Melbourne: Tennis Australia flagged plans Monday to move numerous Australian Open warm-up events to Victoria, but received a blunt warning from the state premier that he would scupper any event that risked reigniting Melbourne’s COVID-19 crisis.
Under the plan, tournaments originally planned for Sydney, Brisbane, Perth, Hobart, Adelaide and Canberra would all be played in Victoria before the Open at Melbourne Park from 18-31 January.
Tournament director Craig Tiley said the move was because COVID-19 restrictions meant that state governments could not guarantee overseas players contesting warm-ups outside Victoria would be free to travel to Melbourne for the Grand Slam.
“There is now no risk of the Australian Open going ahead without everyone (all players) in Victoria, and we didn’t have that guarantee previously,” he told Melbourne’s Herald Sun newspaper.
Tournament officials in Brisbane, Adelaide and Hobart all issued statements expressing disappointment at losing their events to Victoria and saying they would return in 2022.
But Victoria Premier Dan Andrews said the plans were “not a done deal”, particularly since Melbourne only recently emerged from a month-long lockdown to eliminate a second wave of Covid-19.
“It’s a massive event, it’s an event that all of us love, but it comes at a time when the rest of the world is on fire,” he told reporters.
“It’s an important event, absolutely, but avoiding a third wave is arguably even more important. This needs to be done on the best of public health advice.”
The plan would reportedly involve more than 500 international tennis players arriving in Victoria and undergoing two weeks of mandatory quarantine.
The players, many of whom travel with large entourages, would be restricted to hotels but have access to tennis courts.

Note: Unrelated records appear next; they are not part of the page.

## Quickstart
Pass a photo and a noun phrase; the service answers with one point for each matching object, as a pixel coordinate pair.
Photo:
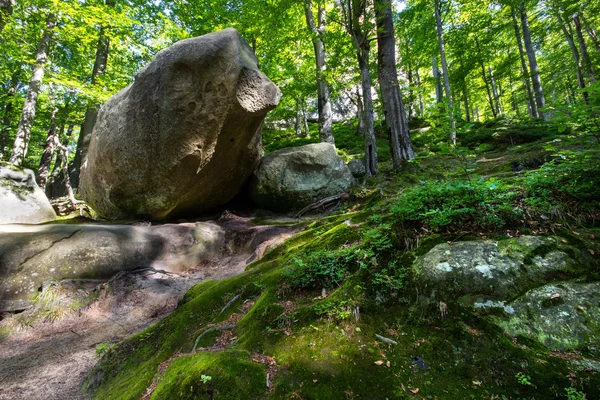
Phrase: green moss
(233, 375)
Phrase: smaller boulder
(23, 202)
(357, 168)
(292, 178)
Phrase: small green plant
(573, 394)
(523, 379)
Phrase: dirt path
(49, 360)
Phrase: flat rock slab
(33, 255)
(498, 270)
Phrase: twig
(386, 340)
(214, 328)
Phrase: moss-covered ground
(362, 333)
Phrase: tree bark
(354, 11)
(6, 7)
(569, 36)
(5, 129)
(495, 92)
(585, 56)
(395, 114)
(24, 130)
(540, 100)
(91, 114)
(51, 142)
(532, 107)
(318, 39)
(439, 91)
(438, 19)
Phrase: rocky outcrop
(21, 200)
(31, 256)
(185, 136)
(292, 178)
(498, 269)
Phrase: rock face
(292, 178)
(33, 255)
(498, 270)
(185, 136)
(21, 200)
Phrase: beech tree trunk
(91, 114)
(395, 114)
(569, 36)
(8, 109)
(438, 19)
(354, 12)
(532, 107)
(24, 130)
(439, 91)
(46, 159)
(318, 39)
(6, 7)
(540, 100)
(585, 56)
(495, 92)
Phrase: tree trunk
(354, 11)
(395, 114)
(5, 128)
(569, 36)
(298, 118)
(438, 19)
(46, 159)
(532, 108)
(420, 95)
(540, 100)
(324, 101)
(585, 56)
(485, 80)
(495, 92)
(91, 114)
(439, 91)
(24, 130)
(6, 7)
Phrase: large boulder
(185, 136)
(292, 178)
(31, 256)
(21, 200)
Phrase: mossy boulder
(563, 316)
(498, 270)
(21, 200)
(292, 178)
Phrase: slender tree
(540, 100)
(585, 56)
(532, 107)
(355, 17)
(395, 113)
(440, 33)
(318, 38)
(91, 114)
(24, 130)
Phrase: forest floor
(47, 353)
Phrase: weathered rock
(357, 168)
(21, 200)
(563, 316)
(498, 270)
(32, 255)
(185, 136)
(292, 178)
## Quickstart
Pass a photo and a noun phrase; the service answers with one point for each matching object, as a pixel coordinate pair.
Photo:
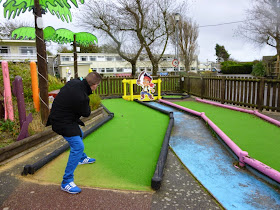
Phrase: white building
(17, 50)
(103, 63)
(112, 64)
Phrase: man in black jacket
(69, 105)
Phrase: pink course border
(255, 112)
(242, 155)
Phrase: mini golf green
(126, 150)
(172, 96)
(259, 138)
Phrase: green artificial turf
(259, 138)
(126, 150)
(171, 96)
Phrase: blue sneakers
(70, 188)
(87, 160)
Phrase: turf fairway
(259, 138)
(126, 150)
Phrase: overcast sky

Once they have completed quarantine and twice tested negative to COVID-19, they would be able to move freely around Victoria.

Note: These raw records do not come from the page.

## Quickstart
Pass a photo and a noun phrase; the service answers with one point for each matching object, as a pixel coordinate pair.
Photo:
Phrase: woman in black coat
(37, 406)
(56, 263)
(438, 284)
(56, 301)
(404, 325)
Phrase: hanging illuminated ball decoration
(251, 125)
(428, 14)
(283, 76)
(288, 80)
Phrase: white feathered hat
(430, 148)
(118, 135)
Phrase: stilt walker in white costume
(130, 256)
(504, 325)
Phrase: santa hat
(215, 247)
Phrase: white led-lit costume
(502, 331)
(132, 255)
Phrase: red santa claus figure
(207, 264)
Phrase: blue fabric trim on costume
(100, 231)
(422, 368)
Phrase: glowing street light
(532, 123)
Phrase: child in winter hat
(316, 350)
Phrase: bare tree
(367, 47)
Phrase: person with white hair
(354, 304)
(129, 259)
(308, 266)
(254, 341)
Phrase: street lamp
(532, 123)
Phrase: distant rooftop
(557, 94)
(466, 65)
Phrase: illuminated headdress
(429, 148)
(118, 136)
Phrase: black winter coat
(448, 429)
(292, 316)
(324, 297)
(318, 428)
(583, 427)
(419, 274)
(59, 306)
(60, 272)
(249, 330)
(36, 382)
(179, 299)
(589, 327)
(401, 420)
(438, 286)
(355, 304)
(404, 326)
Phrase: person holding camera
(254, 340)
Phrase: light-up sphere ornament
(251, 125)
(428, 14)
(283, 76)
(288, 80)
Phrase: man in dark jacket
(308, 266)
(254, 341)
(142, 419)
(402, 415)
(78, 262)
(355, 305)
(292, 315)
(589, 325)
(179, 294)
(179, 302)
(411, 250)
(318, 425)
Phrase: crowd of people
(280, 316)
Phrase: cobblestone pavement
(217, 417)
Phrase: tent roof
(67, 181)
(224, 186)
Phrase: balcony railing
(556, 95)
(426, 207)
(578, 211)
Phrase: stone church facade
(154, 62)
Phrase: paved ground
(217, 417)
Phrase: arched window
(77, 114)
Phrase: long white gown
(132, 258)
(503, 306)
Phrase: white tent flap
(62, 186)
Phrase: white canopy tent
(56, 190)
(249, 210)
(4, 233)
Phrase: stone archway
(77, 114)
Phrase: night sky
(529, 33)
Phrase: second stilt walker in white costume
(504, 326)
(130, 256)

Andrews noted that it was a massive logistical undertaking involving complex quarantine arrangements, saying “the notion this is all tied up with a bow, it’s a done deal, that’s simply wrong”.
Tennis Australia seemingly jumped the gun with its announcement, with Tiley confidently predicting the Victoria state government to allow crowds of at least 25 percent capacity at Melbourne Park.

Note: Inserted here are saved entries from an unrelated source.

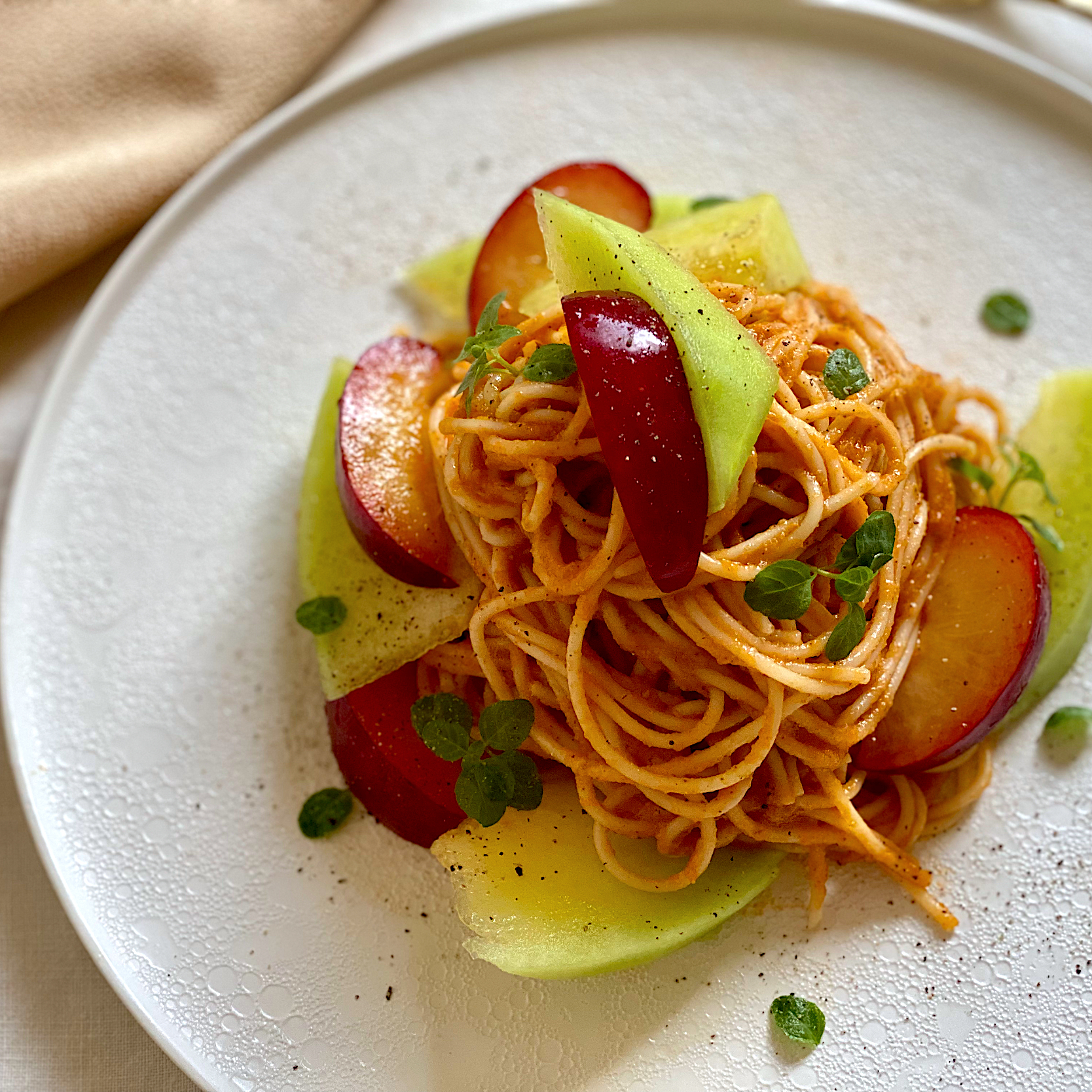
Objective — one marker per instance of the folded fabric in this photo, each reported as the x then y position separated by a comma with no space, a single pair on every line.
107,106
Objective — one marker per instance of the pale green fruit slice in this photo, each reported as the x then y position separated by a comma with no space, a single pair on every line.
738,242
668,207
1059,436
732,380
439,284
389,623
566,915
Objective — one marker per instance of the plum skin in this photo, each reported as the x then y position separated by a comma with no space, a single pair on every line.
877,754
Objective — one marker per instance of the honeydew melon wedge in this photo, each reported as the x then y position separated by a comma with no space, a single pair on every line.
389,623
1059,436
438,284
732,380
738,242
542,905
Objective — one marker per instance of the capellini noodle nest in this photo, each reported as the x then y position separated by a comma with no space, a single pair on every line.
689,718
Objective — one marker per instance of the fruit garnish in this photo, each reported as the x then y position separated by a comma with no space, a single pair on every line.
513,258
541,903
388,623
384,467
438,285
982,634
1059,436
389,770
640,402
732,380
740,242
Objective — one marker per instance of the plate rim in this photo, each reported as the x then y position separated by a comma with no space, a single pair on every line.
126,272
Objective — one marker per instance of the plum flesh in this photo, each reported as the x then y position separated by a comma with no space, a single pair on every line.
983,630
640,402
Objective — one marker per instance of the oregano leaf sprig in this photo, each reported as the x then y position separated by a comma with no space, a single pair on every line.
481,348
783,590
488,783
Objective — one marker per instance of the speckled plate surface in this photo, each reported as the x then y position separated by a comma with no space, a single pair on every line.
163,707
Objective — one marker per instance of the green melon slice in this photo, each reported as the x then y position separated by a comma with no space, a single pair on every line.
389,623
738,242
542,905
1059,436
732,380
438,284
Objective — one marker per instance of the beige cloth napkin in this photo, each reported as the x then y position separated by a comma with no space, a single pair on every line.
107,106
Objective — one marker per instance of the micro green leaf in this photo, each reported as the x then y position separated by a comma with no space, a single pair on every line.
873,539
853,585
448,707
782,590
322,615
846,634
1026,467
528,793
1044,531
1068,718
490,312
505,724
845,374
471,793
325,812
444,723
549,364
802,1021
481,348
1006,314
486,784
972,471
701,204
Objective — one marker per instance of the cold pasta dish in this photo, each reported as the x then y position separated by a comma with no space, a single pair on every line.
667,566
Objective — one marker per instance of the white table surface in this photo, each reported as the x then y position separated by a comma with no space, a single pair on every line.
62,1027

Adelaide International director Alistair MacDonald said the decision to move events to Victoria followed “months of extensive discussions with governments across the country”.
Hobart International organisers said Covid-19 restrictions made it impossible for players to prepare properly, while Brisbane tournament officials said “a Melbourne-only summer of tennis is the safest and most feasible option”.